Matahari mulai muncul dari balik bukit, menyentuh permukaan tanah dengan cahaya hangat keemasan.
Aku berdiri, menatap mentari yang dulu pernah kami impikan bersama, dalam diam.
"Aku pakai, Elio," bisikku. "Terima kasih karena masih memperhatikanku… bahkan dari jauh."
Dan untuk pertama kalinya sejak kepergiannya, aku merasa sedikit lebih hangat. Bukan karena matahari. Tapi karena kenangan yang tak lagi menyakitkan—melainkan menenangkan.
Aku tidak langsung pulang dari bukit itu. Hari masih pagi, tapi hatiku belum siap kembali pada dunia yang riuh. Jadi aku berjalan pelan-pelan, menyusuri jalan sepi tanpa tujuan. Membiarkan sepatu baruku merasakan tempat yang kita impikan dengan ritme pelan, seolah mengiringi detak hatiku yang pelan-pelan mulai bisa berdamai.
Sore harinya, aku membuka kotak kedua.
Kali ini aku duduk di ruang tengah, membiarkan jendela terbuka lebar, membiarkan cahaya oranye matahari sore membasuh ruangan dengan lembut. Kotaknya sedikit lebih besar dari yang pertama. Kertas pembungkusnya kusam, tapi masih terikat rapi dengan pita abu-abu. Ada label kecil di atasnya:
"Untuk musim hujan yang kamu bilang kamu benci."
Hatiku langsung mencelos. Aku tahu isinya bukan sekadar barang.
Kubuka perlahan.
Di dalamnya, terlipat rapi sebuah jaket berwarna biru tua dengan bagian dalam berbahan lembut. Jaket itu terlihat hangat. Dan di bawahnya—selimut bermotif garis-garis putih dan abu-abu, tebal dan empuk, masih terlipat seolah tangan Elio sendiri yang melipatnya.
Lalu, seperti sebelumnya, ada sebuah surat.
"Seliya, Kamu pernah bilang kamu benci musim hujan. Katamu, langit mendung bikin kamu makin merasa sendiri, makin dingin, makin berat.

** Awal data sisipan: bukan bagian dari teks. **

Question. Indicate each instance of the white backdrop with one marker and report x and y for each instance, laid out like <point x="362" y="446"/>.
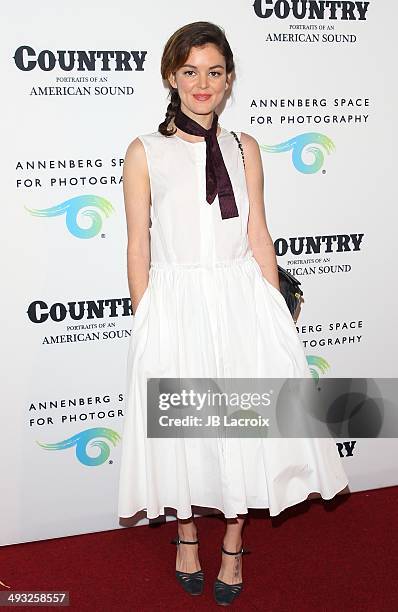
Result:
<point x="321" y="81"/>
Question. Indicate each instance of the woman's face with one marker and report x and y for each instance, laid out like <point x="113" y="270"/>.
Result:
<point x="202" y="81"/>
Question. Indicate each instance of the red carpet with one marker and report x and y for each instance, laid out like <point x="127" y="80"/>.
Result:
<point x="340" y="555"/>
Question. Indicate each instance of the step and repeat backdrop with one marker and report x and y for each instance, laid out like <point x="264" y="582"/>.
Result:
<point x="314" y="85"/>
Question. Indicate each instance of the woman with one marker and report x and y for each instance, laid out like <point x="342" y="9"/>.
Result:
<point x="204" y="287"/>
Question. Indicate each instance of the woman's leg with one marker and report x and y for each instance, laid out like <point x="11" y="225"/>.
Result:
<point x="187" y="554"/>
<point x="231" y="565"/>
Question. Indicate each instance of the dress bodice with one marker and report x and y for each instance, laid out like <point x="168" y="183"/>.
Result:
<point x="185" y="228"/>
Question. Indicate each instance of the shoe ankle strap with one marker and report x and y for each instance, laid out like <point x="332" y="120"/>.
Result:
<point x="177" y="540"/>
<point x="242" y="551"/>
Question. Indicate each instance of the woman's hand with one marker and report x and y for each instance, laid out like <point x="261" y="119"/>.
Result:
<point x="137" y="201"/>
<point x="259" y="237"/>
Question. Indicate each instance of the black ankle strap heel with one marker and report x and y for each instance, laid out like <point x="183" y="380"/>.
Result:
<point x="225" y="593"/>
<point x="192" y="582"/>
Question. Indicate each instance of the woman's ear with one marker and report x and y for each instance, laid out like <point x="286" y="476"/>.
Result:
<point x="172" y="80"/>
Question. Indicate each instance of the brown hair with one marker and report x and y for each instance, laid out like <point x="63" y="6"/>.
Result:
<point x="176" y="52"/>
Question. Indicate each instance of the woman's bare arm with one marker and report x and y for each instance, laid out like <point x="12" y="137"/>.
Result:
<point x="137" y="199"/>
<point x="259" y="237"/>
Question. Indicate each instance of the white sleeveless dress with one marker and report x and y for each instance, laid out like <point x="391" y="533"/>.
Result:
<point x="209" y="312"/>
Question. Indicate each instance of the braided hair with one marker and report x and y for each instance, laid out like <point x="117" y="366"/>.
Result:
<point x="174" y="105"/>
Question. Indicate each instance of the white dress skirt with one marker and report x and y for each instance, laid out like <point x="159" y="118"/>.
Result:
<point x="209" y="312"/>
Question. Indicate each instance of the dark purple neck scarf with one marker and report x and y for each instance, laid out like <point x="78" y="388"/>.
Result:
<point x="217" y="177"/>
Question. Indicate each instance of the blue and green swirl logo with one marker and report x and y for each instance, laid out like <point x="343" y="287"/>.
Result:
<point x="314" y="141"/>
<point x="86" y="439"/>
<point x="71" y="208"/>
<point x="317" y="364"/>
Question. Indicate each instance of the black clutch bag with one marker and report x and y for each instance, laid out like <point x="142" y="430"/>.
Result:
<point x="288" y="283"/>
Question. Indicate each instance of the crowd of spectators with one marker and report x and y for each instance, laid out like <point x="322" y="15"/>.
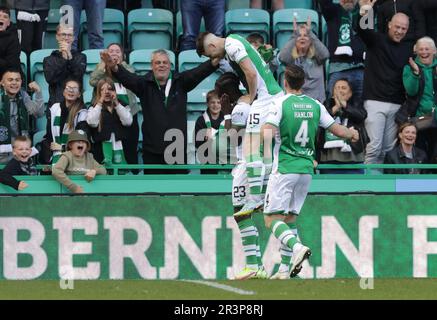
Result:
<point x="381" y="80"/>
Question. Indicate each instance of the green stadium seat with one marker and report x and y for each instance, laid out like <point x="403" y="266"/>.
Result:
<point x="196" y="101"/>
<point x="150" y="28"/>
<point x="92" y="60"/>
<point x="49" y="41"/>
<point x="140" y="60"/>
<point x="283" y="23"/>
<point x="23" y="64"/>
<point x="237" y="4"/>
<point x="36" y="70"/>
<point x="303" y="4"/>
<point x="180" y="28"/>
<point x="41" y="123"/>
<point x="113" y="28"/>
<point x="189" y="59"/>
<point x="88" y="97"/>
<point x="246" y="21"/>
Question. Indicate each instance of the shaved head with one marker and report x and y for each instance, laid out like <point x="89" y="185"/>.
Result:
<point x="398" y="27"/>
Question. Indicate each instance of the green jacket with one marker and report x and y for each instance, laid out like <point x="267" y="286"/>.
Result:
<point x="411" y="84"/>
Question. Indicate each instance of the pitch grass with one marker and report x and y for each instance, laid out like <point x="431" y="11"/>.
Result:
<point x="332" y="289"/>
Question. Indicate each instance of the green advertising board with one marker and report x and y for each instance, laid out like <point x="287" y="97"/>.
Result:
<point x="195" y="237"/>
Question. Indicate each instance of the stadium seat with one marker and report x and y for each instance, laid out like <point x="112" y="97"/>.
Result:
<point x="246" y="21"/>
<point x="140" y="60"/>
<point x="88" y="97"/>
<point x="180" y="29"/>
<point x="189" y="59"/>
<point x="150" y="28"/>
<point x="196" y="101"/>
<point x="41" y="123"/>
<point x="303" y="4"/>
<point x="49" y="41"/>
<point x="283" y="23"/>
<point x="92" y="60"/>
<point x="237" y="4"/>
<point x="113" y="28"/>
<point x="23" y="63"/>
<point x="36" y="70"/>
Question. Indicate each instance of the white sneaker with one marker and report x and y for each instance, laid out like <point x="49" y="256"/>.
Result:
<point x="284" y="275"/>
<point x="250" y="207"/>
<point x="298" y="258"/>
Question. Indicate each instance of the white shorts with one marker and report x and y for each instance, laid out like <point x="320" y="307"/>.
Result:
<point x="240" y="186"/>
<point x="259" y="111"/>
<point x="286" y="193"/>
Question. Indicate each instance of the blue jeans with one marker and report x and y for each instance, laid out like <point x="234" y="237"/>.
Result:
<point x="94" y="10"/>
<point x="355" y="78"/>
<point x="213" y="11"/>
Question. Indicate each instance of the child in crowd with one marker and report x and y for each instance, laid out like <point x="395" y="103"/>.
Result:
<point x="76" y="161"/>
<point x="20" y="165"/>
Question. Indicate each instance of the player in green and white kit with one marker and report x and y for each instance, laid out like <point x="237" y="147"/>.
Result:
<point x="293" y="121"/>
<point x="262" y="88"/>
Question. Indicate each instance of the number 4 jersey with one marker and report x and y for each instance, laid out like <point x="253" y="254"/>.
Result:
<point x="297" y="118"/>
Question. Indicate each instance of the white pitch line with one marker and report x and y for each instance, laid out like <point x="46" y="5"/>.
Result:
<point x="223" y="287"/>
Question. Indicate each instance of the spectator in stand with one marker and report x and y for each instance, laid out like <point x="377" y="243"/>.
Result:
<point x="126" y="98"/>
<point x="383" y="89"/>
<point x="94" y="10"/>
<point x="108" y="119"/>
<point x="274" y="4"/>
<point x="405" y="152"/>
<point x="63" y="118"/>
<point x="192" y="11"/>
<point x="420" y="81"/>
<point x="16" y="106"/>
<point x="386" y="9"/>
<point x="163" y="97"/>
<point x="427" y="17"/>
<point x="346" y="48"/>
<point x="266" y="51"/>
<point x="347" y="110"/>
<point x="307" y="51"/>
<point x="20" y="165"/>
<point x="64" y="63"/>
<point x="207" y="133"/>
<point x="10" y="46"/>
<point x="77" y="160"/>
<point x="31" y="23"/>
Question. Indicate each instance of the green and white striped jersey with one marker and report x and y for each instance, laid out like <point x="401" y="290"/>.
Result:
<point x="237" y="48"/>
<point x="297" y="118"/>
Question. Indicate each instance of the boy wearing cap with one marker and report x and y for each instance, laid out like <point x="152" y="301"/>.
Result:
<point x="77" y="160"/>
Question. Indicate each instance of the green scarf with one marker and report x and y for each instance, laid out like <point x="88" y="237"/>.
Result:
<point x="5" y="117"/>
<point x="345" y="34"/>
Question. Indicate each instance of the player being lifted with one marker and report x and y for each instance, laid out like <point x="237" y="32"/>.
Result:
<point x="262" y="87"/>
<point x="293" y="121"/>
<point x="236" y="111"/>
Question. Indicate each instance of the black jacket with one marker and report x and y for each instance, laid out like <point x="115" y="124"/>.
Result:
<point x="384" y="65"/>
<point x="427" y="17"/>
<point x="9" y="49"/>
<point x="332" y="14"/>
<point x="16" y="168"/>
<point x="159" y="118"/>
<point x="356" y="114"/>
<point x="57" y="70"/>
<point x="32" y="5"/>
<point x="388" y="8"/>
<point x="397" y="156"/>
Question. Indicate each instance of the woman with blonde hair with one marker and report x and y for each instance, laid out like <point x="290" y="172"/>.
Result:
<point x="420" y="82"/>
<point x="108" y="119"/>
<point x="307" y="51"/>
<point x="63" y="118"/>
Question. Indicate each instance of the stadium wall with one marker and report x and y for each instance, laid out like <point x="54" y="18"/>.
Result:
<point x="195" y="237"/>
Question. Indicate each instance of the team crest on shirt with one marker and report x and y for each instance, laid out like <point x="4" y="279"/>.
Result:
<point x="3" y="134"/>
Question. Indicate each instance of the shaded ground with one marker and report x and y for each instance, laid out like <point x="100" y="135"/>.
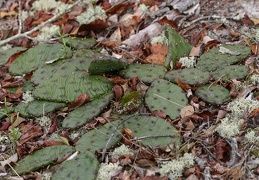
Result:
<point x="205" y="26"/>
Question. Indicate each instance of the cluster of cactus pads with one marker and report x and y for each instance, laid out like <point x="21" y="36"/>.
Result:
<point x="62" y="72"/>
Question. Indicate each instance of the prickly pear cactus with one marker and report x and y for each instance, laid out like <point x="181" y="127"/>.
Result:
<point x="87" y="112"/>
<point x="35" y="57"/>
<point x="67" y="89"/>
<point x="177" y="46"/>
<point x="214" y="94"/>
<point x="79" y="43"/>
<point x="82" y="166"/>
<point x="5" y="111"/>
<point x="165" y="96"/>
<point x="130" y="102"/>
<point x="106" y="64"/>
<point x="146" y="72"/>
<point x="189" y="76"/>
<point x="38" y="108"/>
<point x="42" y="158"/>
<point x="5" y="55"/>
<point x="216" y="58"/>
<point x="227" y="73"/>
<point x="154" y="129"/>
<point x="95" y="140"/>
<point x="63" y="68"/>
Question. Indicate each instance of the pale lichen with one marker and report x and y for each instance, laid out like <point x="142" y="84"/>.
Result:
<point x="174" y="169"/>
<point x="105" y="169"/>
<point x="242" y="105"/>
<point x="188" y="62"/>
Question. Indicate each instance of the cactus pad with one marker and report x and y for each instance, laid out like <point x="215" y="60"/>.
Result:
<point x="189" y="76"/>
<point x="153" y="127"/>
<point x="87" y="112"/>
<point x="165" y="96"/>
<point x="5" y="55"/>
<point x="146" y="72"/>
<point x="41" y="158"/>
<point x="214" y="59"/>
<point x="67" y="89"/>
<point x="95" y="140"/>
<point x="106" y="64"/>
<point x="214" y="94"/>
<point x="230" y="72"/>
<point x="82" y="166"/>
<point x="177" y="46"/>
<point x="38" y="108"/>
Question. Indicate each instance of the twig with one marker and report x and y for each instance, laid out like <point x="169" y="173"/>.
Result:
<point x="25" y="34"/>
<point x="111" y="136"/>
<point x="19" y="17"/>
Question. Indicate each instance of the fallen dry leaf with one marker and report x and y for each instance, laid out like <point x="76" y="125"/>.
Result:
<point x="186" y="111"/>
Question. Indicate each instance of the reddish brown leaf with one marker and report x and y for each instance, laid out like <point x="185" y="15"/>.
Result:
<point x="118" y="91"/>
<point x="158" y="113"/>
<point x="185" y="86"/>
<point x="153" y="178"/>
<point x="11" y="84"/>
<point x="222" y="151"/>
<point x="80" y="100"/>
<point x="127" y="136"/>
<point x="165" y="21"/>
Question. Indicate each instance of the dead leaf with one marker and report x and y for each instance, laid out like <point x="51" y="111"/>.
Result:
<point x="255" y="21"/>
<point x="186" y="111"/>
<point x="118" y="91"/>
<point x="127" y="136"/>
<point x="80" y="100"/>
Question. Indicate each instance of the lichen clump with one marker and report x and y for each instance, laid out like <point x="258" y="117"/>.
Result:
<point x="105" y="169"/>
<point x="174" y="169"/>
<point x="241" y="105"/>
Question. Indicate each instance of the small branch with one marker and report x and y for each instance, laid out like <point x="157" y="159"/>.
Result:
<point x="25" y="34"/>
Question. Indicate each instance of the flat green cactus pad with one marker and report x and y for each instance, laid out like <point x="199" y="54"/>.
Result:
<point x="154" y="129"/>
<point x="67" y="89"/>
<point x="189" y="76"/>
<point x="216" y="59"/>
<point x="165" y="96"/>
<point x="5" y="55"/>
<point x="214" y="94"/>
<point x="146" y="72"/>
<point x="177" y="46"/>
<point x="42" y="158"/>
<point x="106" y="64"/>
<point x="35" y="57"/>
<point x="227" y="73"/>
<point x="84" y="165"/>
<point x="38" y="108"/>
<point x="62" y="68"/>
<point x="87" y="112"/>
<point x="96" y="139"/>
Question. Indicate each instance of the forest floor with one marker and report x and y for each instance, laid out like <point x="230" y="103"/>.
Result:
<point x="216" y="141"/>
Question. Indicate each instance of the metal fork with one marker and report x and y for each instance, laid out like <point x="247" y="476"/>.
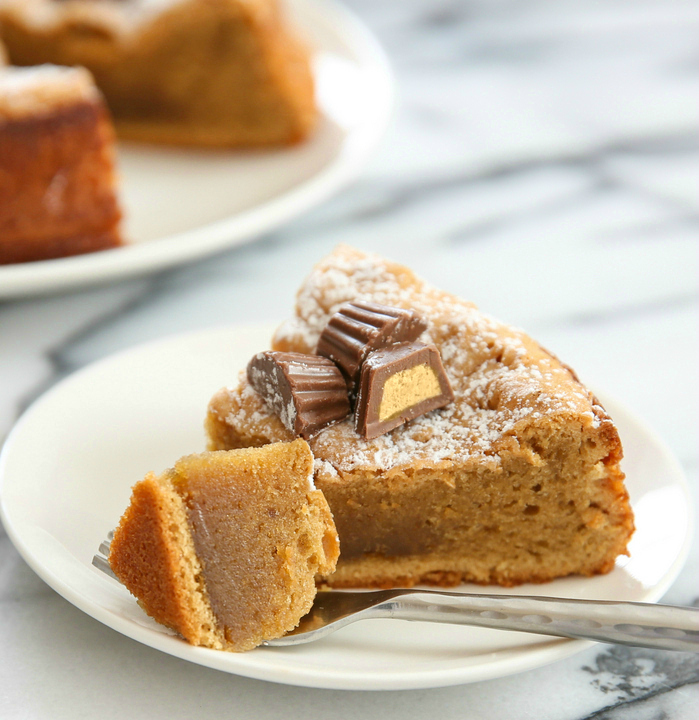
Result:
<point x="665" y="627"/>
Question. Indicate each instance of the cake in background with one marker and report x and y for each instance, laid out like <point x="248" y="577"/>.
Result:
<point x="219" y="73"/>
<point x="57" y="170"/>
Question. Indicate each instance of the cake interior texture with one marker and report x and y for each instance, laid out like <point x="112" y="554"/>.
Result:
<point x="193" y="72"/>
<point x="225" y="547"/>
<point x="57" y="166"/>
<point x="518" y="480"/>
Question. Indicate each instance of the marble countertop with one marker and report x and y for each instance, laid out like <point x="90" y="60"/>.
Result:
<point x="543" y="161"/>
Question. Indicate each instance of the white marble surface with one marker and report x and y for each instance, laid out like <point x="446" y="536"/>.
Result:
<point x="543" y="161"/>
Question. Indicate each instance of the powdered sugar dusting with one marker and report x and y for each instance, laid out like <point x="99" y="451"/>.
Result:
<point x="500" y="377"/>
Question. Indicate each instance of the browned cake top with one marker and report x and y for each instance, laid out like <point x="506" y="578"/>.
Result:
<point x="503" y="381"/>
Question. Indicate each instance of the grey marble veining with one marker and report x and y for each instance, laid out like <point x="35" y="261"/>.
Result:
<point x="543" y="161"/>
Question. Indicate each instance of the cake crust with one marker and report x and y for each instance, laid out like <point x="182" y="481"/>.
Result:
<point x="518" y="480"/>
<point x="225" y="547"/>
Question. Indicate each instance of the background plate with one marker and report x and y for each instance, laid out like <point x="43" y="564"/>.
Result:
<point x="65" y="477"/>
<point x="181" y="205"/>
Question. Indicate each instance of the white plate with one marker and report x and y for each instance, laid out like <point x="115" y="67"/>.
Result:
<point x="65" y="478"/>
<point x="181" y="205"/>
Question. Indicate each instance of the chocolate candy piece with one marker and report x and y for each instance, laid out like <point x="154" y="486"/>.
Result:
<point x="357" y="328"/>
<point x="399" y="383"/>
<point x="307" y="392"/>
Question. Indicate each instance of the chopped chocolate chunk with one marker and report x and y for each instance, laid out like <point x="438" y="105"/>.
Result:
<point x="357" y="328"/>
<point x="399" y="383"/>
<point x="307" y="392"/>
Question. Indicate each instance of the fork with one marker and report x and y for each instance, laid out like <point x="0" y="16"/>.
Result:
<point x="664" y="627"/>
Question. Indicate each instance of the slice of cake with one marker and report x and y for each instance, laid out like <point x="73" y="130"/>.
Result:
<point x="57" y="179"/>
<point x="517" y="480"/>
<point x="225" y="73"/>
<point x="225" y="547"/>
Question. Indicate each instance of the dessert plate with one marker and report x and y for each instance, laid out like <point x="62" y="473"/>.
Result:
<point x="104" y="427"/>
<point x="181" y="205"/>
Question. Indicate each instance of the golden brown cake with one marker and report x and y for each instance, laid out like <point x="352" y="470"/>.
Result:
<point x="225" y="547"/>
<point x="225" y="73"/>
<point x="518" y="480"/>
<point x="57" y="178"/>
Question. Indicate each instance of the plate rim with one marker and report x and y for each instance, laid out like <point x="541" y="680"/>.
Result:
<point x="134" y="260"/>
<point x="522" y="660"/>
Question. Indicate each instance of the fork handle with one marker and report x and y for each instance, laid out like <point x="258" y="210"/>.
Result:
<point x="664" y="627"/>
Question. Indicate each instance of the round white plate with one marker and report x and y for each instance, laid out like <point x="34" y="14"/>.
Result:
<point x="181" y="205"/>
<point x="68" y="466"/>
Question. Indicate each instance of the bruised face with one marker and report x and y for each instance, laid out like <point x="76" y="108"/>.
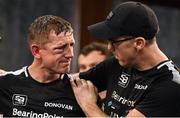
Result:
<point x="85" y="62"/>
<point x="57" y="52"/>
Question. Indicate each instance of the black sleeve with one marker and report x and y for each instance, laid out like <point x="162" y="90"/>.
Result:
<point x="99" y="75"/>
<point x="160" y="101"/>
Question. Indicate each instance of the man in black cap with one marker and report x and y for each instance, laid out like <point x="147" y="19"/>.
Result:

Aku nggak bisa janji langitnya akan cerah terus. Tapi aku pengen kamu tahu... aku selalu ingin kamu merasa hangat.
Jaket ini untuk perjalanan pulangmu yang mungkin melewati hujan. Dan selimut itu, supaya kamu tetap merasa dipeluk... bahkan saat kamu sendirian di rumah.
Aku pernah bilang 'aku nggak akan selalu ada', tapi itu bukan berarti aku nggak pernah ingin ada.
– Elio"
Aku membekap wajahku dengan kedua tangan. Surat itu jatuh di pangkuanku, dan air mata mulai mengalir tanpa suara. Ada rasa hangat yang datang bersamaan dengan dingin yang mulai merayap ke kulit. Ironis, ya—aku merasa paling hangat, justru dari seseorang yang sudah tak bisa kupeluk lagi.
Aku memeluk selimut itu. Tak tahu harus bagaimana lagi menampung rindu yang semakin tak tertampung. Rindu pada seseorang yang tahu caranya menjagaku bahkan setelah pergi.
Sambil memeluknya erat, aku berkata pelan, "Aku nggak benci musim hujan lagi, Elio… sekarang nggak lagi."
Langit sore itu perlahan berubah gelap. Rintik hujan mulai turun dari langit. Tapi kali ini aku tidak menggigil. Tidak lagi menggertakkan gigi. Karena ada hangat yang tertinggal, ada rasa aman yang diam-diam masih disisipkan Elio dalam setiap hal kecil.
Dan untuk pertama kalinya dalam hidupku, hujan tak lagi menakutkan.